The movie was sort of a preview, a special deal offered by my movie club, and since it was on in a cinema in the city, over the road from where I had an appointment with my dentist an hour later, I decided to take the morning off and watch it.
I really enjoyed it. I came out of the cinema with a smile on my face, along with a bunch of other people also smiling. It hit all the spots, good acting, a variety of fun characters to engage with, gorgeous scenery — really beautiful — lots of delightful book talk, some heart-racing drama, a few teary moments, and a happy ending.
It had been quite a few years since I'd read the book, and after the movie was over I was trying to think of what they'd changed. It's inevitable that they'd have to change the story somewhat — you can't fit the richness and layering of a novel into a two hour movie. So while I was waiting for the tram (trolley car) I pulled out my trusty kindle, found my e-copy of the book and started rereading it.
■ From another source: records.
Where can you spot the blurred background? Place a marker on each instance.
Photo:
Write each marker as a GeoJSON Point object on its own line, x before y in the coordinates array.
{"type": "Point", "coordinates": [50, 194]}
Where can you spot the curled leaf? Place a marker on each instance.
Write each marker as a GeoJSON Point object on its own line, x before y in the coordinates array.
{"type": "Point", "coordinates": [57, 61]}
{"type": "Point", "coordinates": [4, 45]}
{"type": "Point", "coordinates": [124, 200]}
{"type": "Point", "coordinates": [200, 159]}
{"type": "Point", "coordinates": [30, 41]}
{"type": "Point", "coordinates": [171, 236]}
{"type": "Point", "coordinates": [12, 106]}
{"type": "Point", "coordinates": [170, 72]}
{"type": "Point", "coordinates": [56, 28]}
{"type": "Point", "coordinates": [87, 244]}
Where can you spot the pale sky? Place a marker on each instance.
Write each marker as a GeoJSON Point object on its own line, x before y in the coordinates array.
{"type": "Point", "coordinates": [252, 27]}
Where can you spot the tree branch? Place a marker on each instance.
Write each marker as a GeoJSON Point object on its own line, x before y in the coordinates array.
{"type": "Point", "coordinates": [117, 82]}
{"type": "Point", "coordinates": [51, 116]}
For those who haven't read the book, it's written as a series of letters, to and from the heroine of the story, writer Juliet Ashton. WW2 is over and people in London are just starting to get used to peacetime. Juliet having had one successful novel behind her, is casting around for a story idea.
Her interest is sparked when she receives a letter from a man on the island of Guernsey (one of the Channel Islands, belonging to Britain, but closer to France.) He'd found her address in a second-hand book, and had written to ask for the address of a good bookshop in London. And that's where it all starts — his letter intrigues her, she writes back and . . .
Both the book and the movie are all about stories within stories, though the movie is simplified a bit, or maybe streamlined is a better word. It's a love story, and a slice of history, but it's also a story of how books and social contact can help people endure privation and oppression — Guernsey was occupied by the Nazis during the war— as well as an exploration of the nature of heroism. And what is important in life.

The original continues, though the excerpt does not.